Już sięgałam po łyżkę, gdy Virginia usiadła naprzeciwko mnie i kazała odwrócić mi krzesło w swoją stronę. To taki typ kobiety, której się nie odmawia. Posłusznie więc się odwróciłam, a gdy kazała mi podać nogę, nie miałam odwagi się sprzeciwić. Zresztą, byłam zbyt słaba na jakiekolwiek dyskusje.
Virginia zwinnym ruchem podciągnęła mi nogawkę spodni, nalała sobie trochę oleju na dłonie i… zaczęła mi masować łydkę. Oboje z Karolem nie rozumieliśmy, co się dzieje. Po dłuższej chwili masażu kobiecie zaczęło się odbijać. Coraz mocniej i mocniej, była bliska wymiotów. Przyszła kolej na drugą nogę i sytuacja się powtórzyła. Nie mieliśmy odwagi się odezwać. Karol zrobił kilka zdjęć z ukrycia. Czuliśmy, że dzieje się coś tak niezwykłego, że nie wypada nawet pisnąć słowa.
Wszystko stało się jasne, gdy Virginia skończyła i pozwoliła mi jeść. Otóż to lokalna uzdrowicielka, specjalizująca się w leczeniu wszelkich bólów brzucha u dzieci i dorosłych w Hawanie Centrum. Masując, wyciąga z chorego “złe moce” i przejmuje je na siebie. Sama pozbywa się ich poprzez odruch wymiotny.
Kiedy zapytałam, ile powinnam zapłacić za usługę, niemal się obraziła – Virginia z Centro nie przyjmuje pieniędzy za leczenie, gdyby to zrobiła, straciłaby swój dar. Dała się tylko namówić na przyjęcie drobnego upominku z Polski, jako dowodu sympatii, ale musiałam przysiąc, że nie jest to zapłata za leczenie.
Czy Virginia pomogła? Wieczorem walczyłam jeszcze z gorączką, ale muszę przyznać, że następnego dnia było znacznie lepiej.

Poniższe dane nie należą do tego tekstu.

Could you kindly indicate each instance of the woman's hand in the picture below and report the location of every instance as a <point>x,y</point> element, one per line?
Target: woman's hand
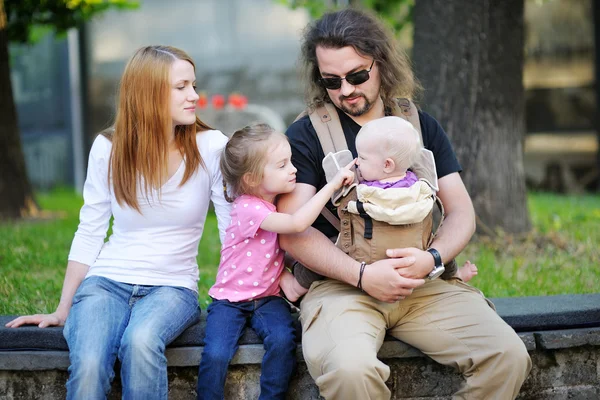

Karol zachorował dwa dni później, musiał obyć się bez masażu łydek. Okazało się, że znajoma Kubanka, z którą spotkaliśmy się kilka dni wcześniej, miała podobne dolegliwości. To ona podpowiedziała nam, że mogliśmy złapać wirusa, który krążył własnie po Hawanie.